Но, как говорится, зачем соловью золотая клетка, когда ему нужна зелёная ветка. В первом же финском стихотворении — послании Дельвигу — видна беспросветная тоска Боратынского по утраченной жизни:
Где ты, беспечный друг? Где ты, о Дельвиг мой,
Товарищ радостей минувших,
Товарищ ясных дней, недавно надо мной
Мечтой весёлою мелькнувших?
Ужель душой твоей так скоро чуждым стал
Друг отлучённый, друг далёкий,
На финских берегах между пустынных скал
Бродящий с грустью одинокой? <…>
Его мучают сомнения:
Где ты, о Дельвиг мой! Ужель минувших дней
Лишь мне чувствительна утрата,
Ужель не ищешь ты в кругу своих друзей
Судьбой отторженного брата? <…>
И где ж брега Невы? Где чаш весёлый стук?

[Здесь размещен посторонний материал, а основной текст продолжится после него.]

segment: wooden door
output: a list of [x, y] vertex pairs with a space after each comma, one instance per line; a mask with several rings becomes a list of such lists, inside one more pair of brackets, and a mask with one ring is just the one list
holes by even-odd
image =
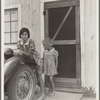
[[79, 1], [66, 0], [44, 4], [45, 37], [54, 40], [59, 52], [58, 87], [80, 87]]

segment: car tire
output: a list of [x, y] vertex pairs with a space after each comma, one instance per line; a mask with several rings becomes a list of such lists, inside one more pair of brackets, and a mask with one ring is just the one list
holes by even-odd
[[28, 65], [22, 65], [7, 83], [9, 100], [34, 100], [35, 73]]

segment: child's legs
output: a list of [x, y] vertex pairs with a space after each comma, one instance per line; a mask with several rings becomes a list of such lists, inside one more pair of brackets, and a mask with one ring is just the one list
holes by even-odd
[[48, 76], [45, 75], [45, 87], [49, 87], [49, 86], [48, 86], [48, 85], [49, 85], [49, 84], [48, 84], [48, 81], [49, 81], [49, 80], [48, 80]]
[[51, 85], [51, 92], [54, 92], [55, 88], [54, 88], [53, 75], [49, 76], [49, 82], [50, 82], [50, 85]]
[[49, 77], [45, 75], [45, 94], [47, 95], [50, 91], [50, 82], [49, 82]]
[[47, 87], [49, 91], [51, 91], [50, 79], [49, 79], [49, 76], [47, 75], [45, 75], [45, 87]]

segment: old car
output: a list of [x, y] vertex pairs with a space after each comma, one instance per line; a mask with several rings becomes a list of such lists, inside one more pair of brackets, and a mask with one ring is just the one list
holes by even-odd
[[4, 52], [4, 87], [9, 100], [34, 100], [35, 60], [7, 48]]

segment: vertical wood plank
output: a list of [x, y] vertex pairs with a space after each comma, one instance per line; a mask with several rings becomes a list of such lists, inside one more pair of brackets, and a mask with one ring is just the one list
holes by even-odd
[[[75, 6], [75, 23], [76, 23], [76, 40], [79, 41], [79, 44], [76, 44], [76, 77], [81, 78], [81, 53], [80, 53], [80, 14], [79, 6]], [[80, 85], [80, 81], [78, 82]]]
[[22, 27], [30, 29], [30, 0], [21, 0], [21, 11]]
[[11, 11], [10, 11], [10, 43], [11, 43]]
[[18, 0], [9, 0], [10, 5], [16, 5], [18, 4]]
[[45, 14], [44, 14], [44, 36], [48, 37], [49, 36], [49, 16], [48, 16], [48, 10], [45, 10]]
[[4, 1], [4, 7], [9, 6], [9, 4], [10, 4], [10, 1], [9, 0], [5, 0]]
[[[36, 49], [41, 52], [41, 35], [40, 35], [40, 0], [31, 0], [31, 33], [32, 39], [36, 44]], [[28, 19], [29, 20], [29, 19]]]
[[18, 4], [20, 4], [21, 3], [21, 0], [17, 0], [17, 2], [18, 2]]

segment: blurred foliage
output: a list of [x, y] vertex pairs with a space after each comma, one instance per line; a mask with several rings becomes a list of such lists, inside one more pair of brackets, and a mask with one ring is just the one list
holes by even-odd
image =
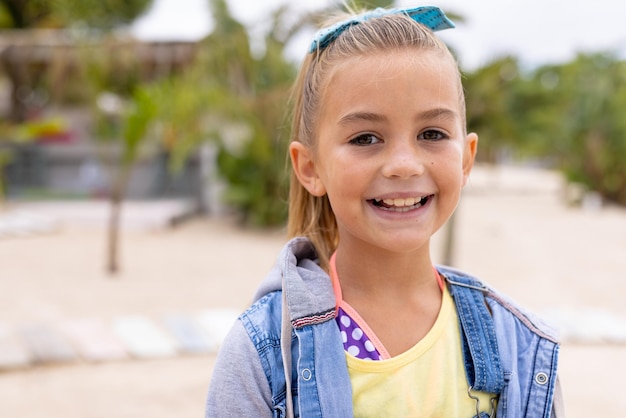
[[502, 148], [517, 140], [515, 83], [519, 68], [514, 58], [506, 57], [465, 75], [467, 124], [480, 137], [479, 158], [494, 161]]
[[[230, 16], [226, 2], [212, 0], [211, 5], [218, 23], [203, 44], [210, 54], [209, 83], [235, 99], [222, 108], [223, 122], [250, 128], [247, 138], [220, 138], [218, 167], [229, 185], [224, 198], [241, 211], [246, 223], [280, 224], [286, 217], [287, 198], [287, 131], [283, 128], [295, 77], [294, 66], [284, 56], [292, 33], [283, 26], [287, 9], [274, 13], [264, 51], [253, 54], [246, 28]], [[229, 141], [233, 140], [243, 141], [243, 146], [232, 147]]]
[[156, 98], [147, 88], [137, 88], [133, 94], [131, 106], [123, 119], [122, 163], [132, 164], [139, 152], [139, 146], [146, 139], [148, 130], [157, 115]]
[[[393, 1], [389, 0], [351, 0], [347, 2], [337, 2], [339, 6], [348, 7], [351, 10], [368, 10], [377, 7], [392, 7]], [[347, 6], [346, 6], [347, 5]]]
[[[226, 1], [210, 4], [215, 28], [200, 44], [196, 69], [178, 86], [204, 97], [202, 112], [192, 112], [200, 123], [192, 130], [195, 135], [168, 141], [173, 164], [179, 166], [203, 141], [215, 141], [219, 173], [228, 183], [225, 203], [236, 208], [246, 224], [281, 224], [287, 198], [286, 109], [295, 77], [284, 51], [295, 30], [284, 24], [287, 9], [278, 9], [263, 50], [253, 51], [247, 28], [231, 16]], [[178, 111], [172, 108], [170, 113]], [[180, 123], [183, 117], [170, 118], [169, 126], [179, 121], [175, 130], [184, 132], [194, 118]]]
[[[176, 170], [202, 143], [213, 141], [218, 147], [218, 171], [228, 184], [225, 203], [237, 209], [245, 224], [281, 224], [287, 199], [286, 109], [296, 71], [284, 51], [302, 22], [286, 26], [287, 9], [277, 10], [263, 49], [253, 50], [248, 29], [230, 15], [226, 2], [210, 0], [210, 4], [215, 28], [199, 43], [195, 62], [184, 71], [124, 85], [108, 79], [108, 63], [87, 60], [85, 71], [93, 89], [87, 95], [100, 93], [97, 129], [103, 138], [119, 137], [131, 122], [129, 109], [140, 105], [137, 91], [143, 91], [151, 98], [154, 112], [142, 124], [142, 135], [133, 136], [142, 138], [137, 146], [146, 143], [143, 138], [152, 139], [168, 153]], [[114, 72], [120, 73], [124, 74]], [[136, 158], [136, 148], [129, 148], [133, 143], [125, 140], [124, 147]]]
[[111, 29], [139, 16], [152, 0], [0, 0], [0, 28]]
[[502, 58], [465, 75], [479, 156], [540, 159], [626, 204], [626, 62], [610, 53], [522, 71]]
[[562, 121], [552, 131], [546, 127], [555, 142], [548, 151], [559, 167], [569, 179], [626, 204], [626, 62], [608, 54], [580, 55], [535, 78], [549, 89]]
[[0, 0], [0, 27], [25, 29], [51, 27], [52, 2], [49, 0]]
[[111, 29], [137, 18], [153, 0], [53, 0], [53, 13], [62, 22]]
[[157, 103], [149, 89], [137, 88], [131, 97], [130, 105], [121, 118], [122, 155], [115, 173], [111, 189], [111, 213], [108, 229], [107, 271], [110, 274], [119, 271], [119, 232], [120, 213], [131, 172], [138, 159], [140, 146], [149, 136], [148, 131], [157, 114]]

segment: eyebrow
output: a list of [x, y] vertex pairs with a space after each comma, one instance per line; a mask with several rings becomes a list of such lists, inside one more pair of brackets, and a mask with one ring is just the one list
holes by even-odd
[[419, 114], [418, 119], [444, 119], [444, 120], [454, 120], [458, 116], [458, 113], [448, 109], [447, 107], [437, 107], [434, 109], [426, 110]]
[[372, 112], [353, 112], [344, 115], [339, 119], [340, 125], [349, 125], [354, 122], [366, 121], [366, 122], [383, 122], [387, 118], [378, 113]]
[[[437, 107], [434, 109], [428, 109], [424, 112], [419, 113], [415, 119], [416, 120], [432, 120], [432, 119], [444, 119], [444, 120], [454, 120], [458, 116], [457, 112], [445, 108], [445, 107]], [[342, 116], [339, 119], [340, 125], [349, 125], [354, 122], [366, 121], [366, 122], [384, 122], [387, 120], [387, 117], [378, 113], [373, 112], [352, 112]]]

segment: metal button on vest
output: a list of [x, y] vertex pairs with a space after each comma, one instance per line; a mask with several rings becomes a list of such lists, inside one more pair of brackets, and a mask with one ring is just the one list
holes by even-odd
[[302, 378], [306, 381], [311, 380], [311, 377], [313, 377], [313, 373], [311, 372], [311, 370], [309, 369], [302, 369]]
[[535, 375], [535, 382], [537, 382], [540, 385], [545, 385], [546, 383], [548, 383], [548, 375], [545, 374], [544, 372], [539, 372]]

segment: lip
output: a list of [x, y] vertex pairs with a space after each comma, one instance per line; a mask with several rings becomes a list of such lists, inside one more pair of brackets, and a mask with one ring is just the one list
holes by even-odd
[[434, 193], [428, 192], [397, 192], [397, 193], [385, 193], [378, 196], [373, 196], [367, 200], [383, 200], [383, 199], [408, 199], [411, 197], [426, 197], [433, 196]]

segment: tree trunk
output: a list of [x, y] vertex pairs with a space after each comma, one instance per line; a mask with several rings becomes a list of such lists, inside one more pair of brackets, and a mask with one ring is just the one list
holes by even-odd
[[[458, 210], [458, 208], [457, 208]], [[454, 266], [454, 246], [456, 241], [456, 213], [455, 210], [448, 219], [446, 225], [446, 235], [443, 243], [443, 260], [442, 263], [446, 266]]]
[[111, 190], [111, 211], [109, 216], [109, 231], [108, 231], [108, 254], [107, 254], [107, 272], [114, 276], [119, 272], [120, 262], [120, 221], [122, 215], [122, 203], [124, 202], [124, 195], [126, 194], [126, 188], [128, 181], [130, 180], [130, 172], [132, 165], [128, 163], [122, 163], [120, 171], [118, 172], [117, 179], [113, 184]]
[[11, 151], [0, 149], [0, 212], [4, 211], [7, 199], [6, 166], [11, 160]]

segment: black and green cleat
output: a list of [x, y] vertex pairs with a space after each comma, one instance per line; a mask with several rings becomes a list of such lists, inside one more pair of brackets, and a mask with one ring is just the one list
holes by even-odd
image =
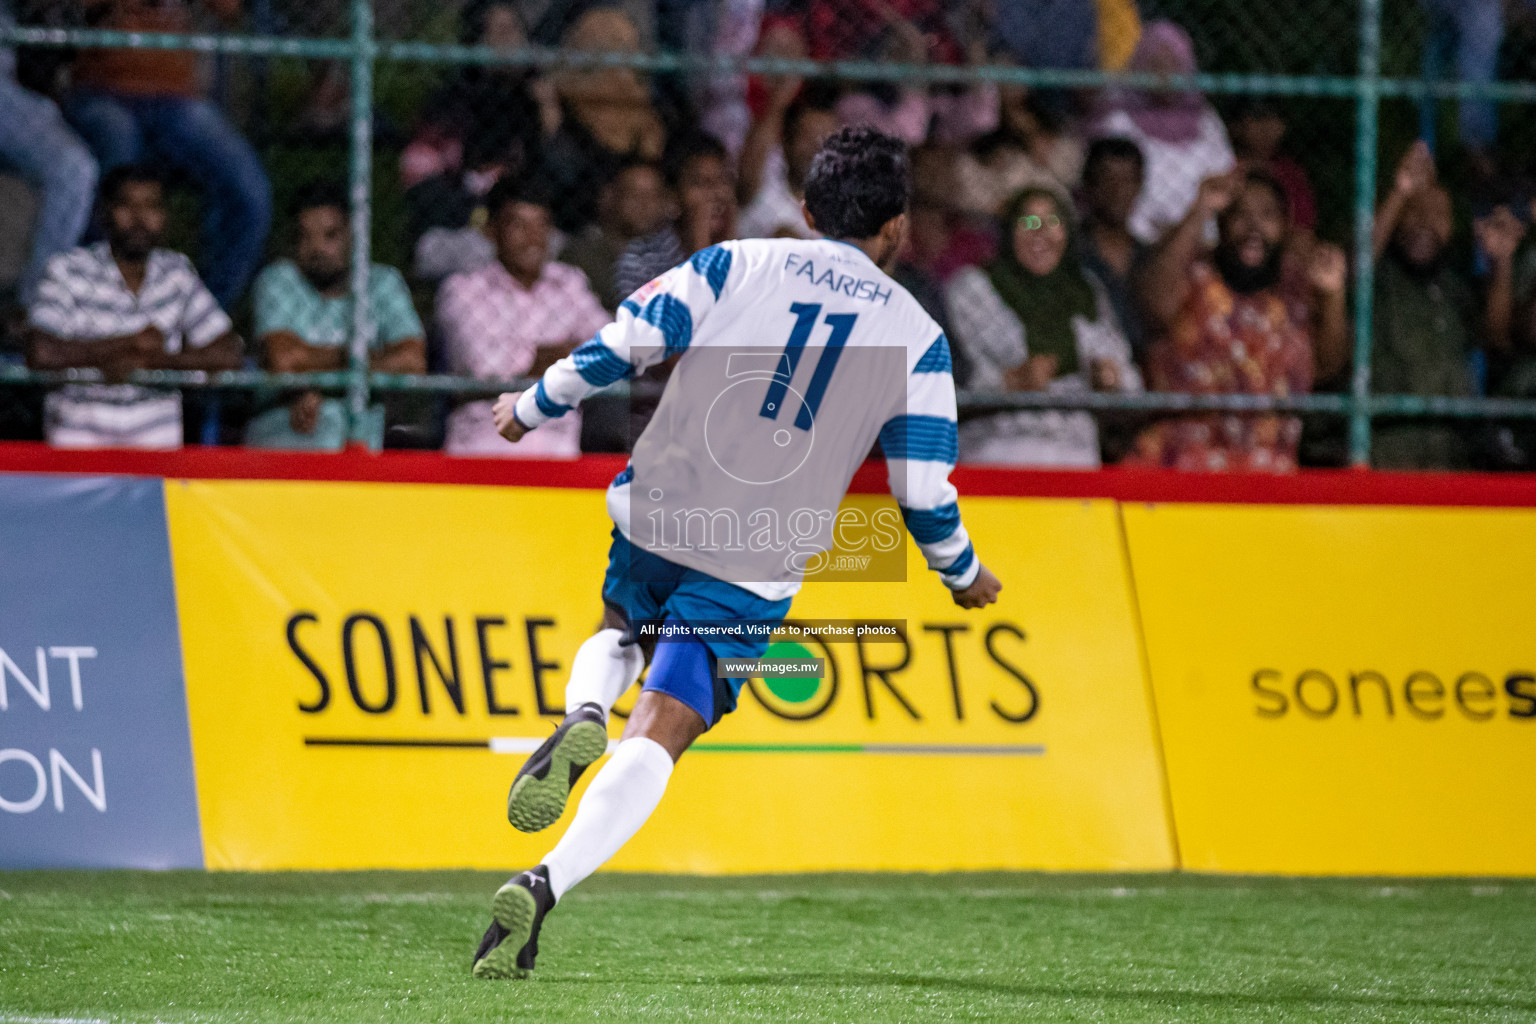
[[540, 832], [560, 820], [571, 787], [608, 749], [603, 709], [583, 704], [523, 763], [507, 794], [507, 820], [519, 832]]
[[526, 978], [539, 955], [539, 929], [555, 905], [549, 869], [538, 867], [496, 890], [491, 901], [491, 926], [475, 950], [477, 978]]

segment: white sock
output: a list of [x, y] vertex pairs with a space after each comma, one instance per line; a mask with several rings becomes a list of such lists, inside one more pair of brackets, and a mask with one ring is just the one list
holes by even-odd
[[571, 660], [571, 677], [565, 684], [566, 714], [583, 704], [596, 704], [606, 715], [640, 678], [645, 655], [637, 644], [620, 644], [623, 638], [623, 630], [603, 629], [577, 648]]
[[607, 863], [640, 831], [672, 775], [672, 755], [653, 739], [619, 744], [576, 807], [576, 817], [544, 858], [555, 899]]

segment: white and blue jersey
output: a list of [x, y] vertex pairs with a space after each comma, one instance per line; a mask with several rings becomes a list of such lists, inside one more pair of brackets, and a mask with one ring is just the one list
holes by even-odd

Забыт друзьями друг заочной,
Исчезли радости, как в вихре слабый звук,
Как блеск зарницы полуночной!
И я, певец утех, пою утрату их,
И вкруг меня скалы суровы,
И воды чуждые шумят у ног моих,
И на ногах моих оковы.
(10–15 января 1820 <1826>)
Эти жалобы просты и безыскусны. Но как окреп его стих! Чеканные ямбы приливают и отливают мерными волнами; чувство глубоко; мысль отчётлива.
Изгнанье — великая школа души и ума: слабого сомнёт, а сильный возродится в новом качестве. Не прошло и нескольких месяцев, как волна поэтического вдохновения захватила Боратынского. В апреле 1820-го он написал элегию «Финляндия». «Я помню один зимний вечер, на дворе была буря; внимающее молчание окружало нашего Скальда, когда он, восторженный, читал нам на торжественный распев, по манере, изученной у Гнедича, взятой от греков, принятой и Пушкиным, и всеми знаменитостями того времени, — когда он пропел нам свой гимн к Финляндии» (Н. Коншин).
<…> Как всё вокруг меня пленяет чудно взор!